At the risk of giving away all my secrets, I want to recommend James Burke's book, Connections. It's based on this brilliant TV show he did for the BBC in the 1970's, about the history of invention. Some of you may be familiar with it.
The great thing about this series of videos, and even more so about the book, is that he doesn't take a historian's view of the sequence of events. Instead, he follows a roundabout, storyteller's route, drawing lines between this person over here having this idea and that person over there taking one aspect of that invention and running with it - in a completely different direction. There is a long and wonderful discussion of navigation and lodestones, another section discusses Guericke's work with vacuums and how this led to research into the composition of air, and eventually the investigation of light passing through gases, and thus on to the cathode ray and television.

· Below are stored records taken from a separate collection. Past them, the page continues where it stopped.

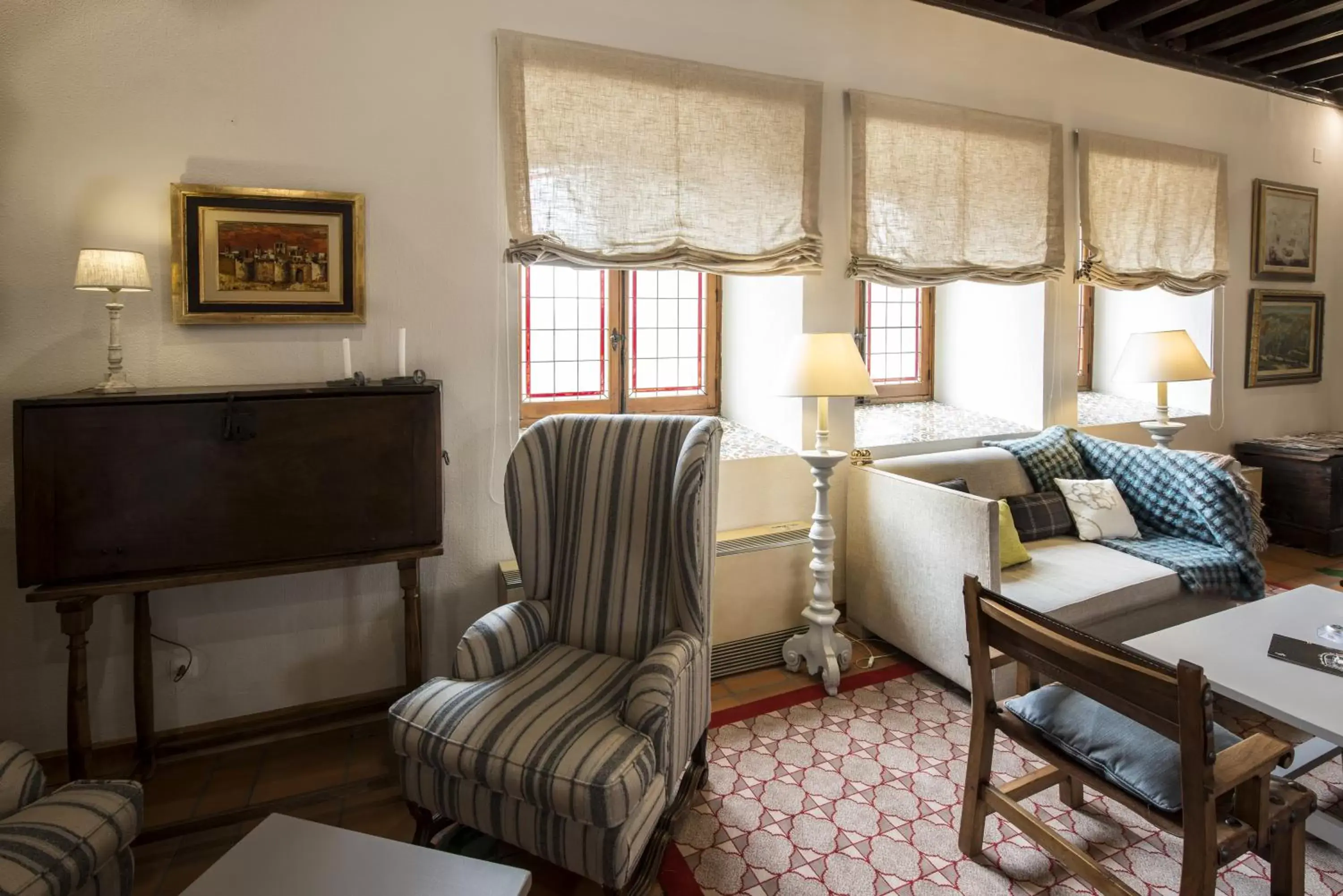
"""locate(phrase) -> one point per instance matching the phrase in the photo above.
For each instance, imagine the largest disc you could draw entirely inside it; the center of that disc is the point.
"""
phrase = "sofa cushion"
(1040, 516)
(547, 733)
(1047, 457)
(1114, 746)
(1083, 582)
(992, 474)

The book draws connections between vacuums and weather, atomic energy and the Norman Conquest, ploughs and gunpowder. It discusses, among other things, water clocks, Gutenberg's printing press, Vaucanson's automated duck, and the Jacquard loom (which I plan to discuss sometime soon, so don't read the book - okay?). Clockwork, the evolution of the telescope, and the timber crisis fromt the sixteenth-century glass industry: it's all in there. In fact there are things here (and images too) that you never heard of, that will just blow you away.

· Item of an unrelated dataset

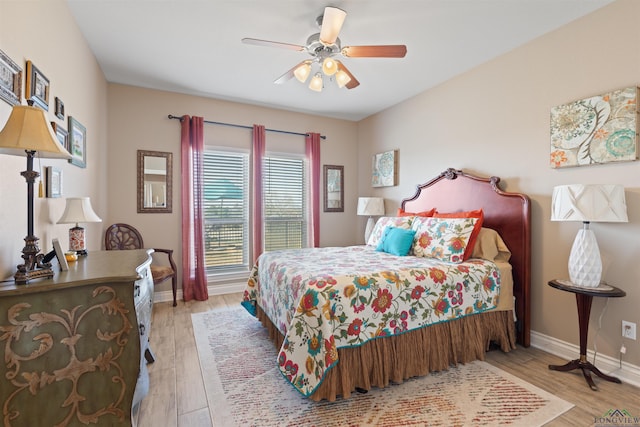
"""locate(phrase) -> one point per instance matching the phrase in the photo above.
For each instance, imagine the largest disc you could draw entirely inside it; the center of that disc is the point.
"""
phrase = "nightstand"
(584, 297)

Life in a silver-mining town, late 1500s - including those who are underground
I cannot recommend this book (and the video series) highly enough. The main advantage of the book is that you can leave it somewhere in your house that you frequently go to sit or lay quietly (near the toilet or the bed, for example) and it will keep you awake at night as you peruse the amazing ideas and connections laid out in it, like a particularly well-designed maze.
5 comments:
Oh, I used to LOVE Connections when I was growing up. I had nearly forgotten about it.
Thank you for the reminder.
I grew up on Connections, and greet any rerunning of an episode on PBS with unabridled glee. At one point, there was a computer game based on the concept of the show 'hosted' by Mr. Burke himself. It was a wonderful waste of a weekend's worth of time. Thanks for the reminder and the book recommendation!
I think I have to get this for my father now...he's an engineer and is always tinkering with something mechanical...and of course, he's so hard to buy gifts for! Thanks for the reccomendation - Joy
James Burke and his Connections convinced me to get an advanced degree in history of technology. I'm, of course, not doing history or technology for a living now, but what a wonderful thing Burke turned me on to.
-- Ed
I am so glad I found your blog, Heather! Very very interesting!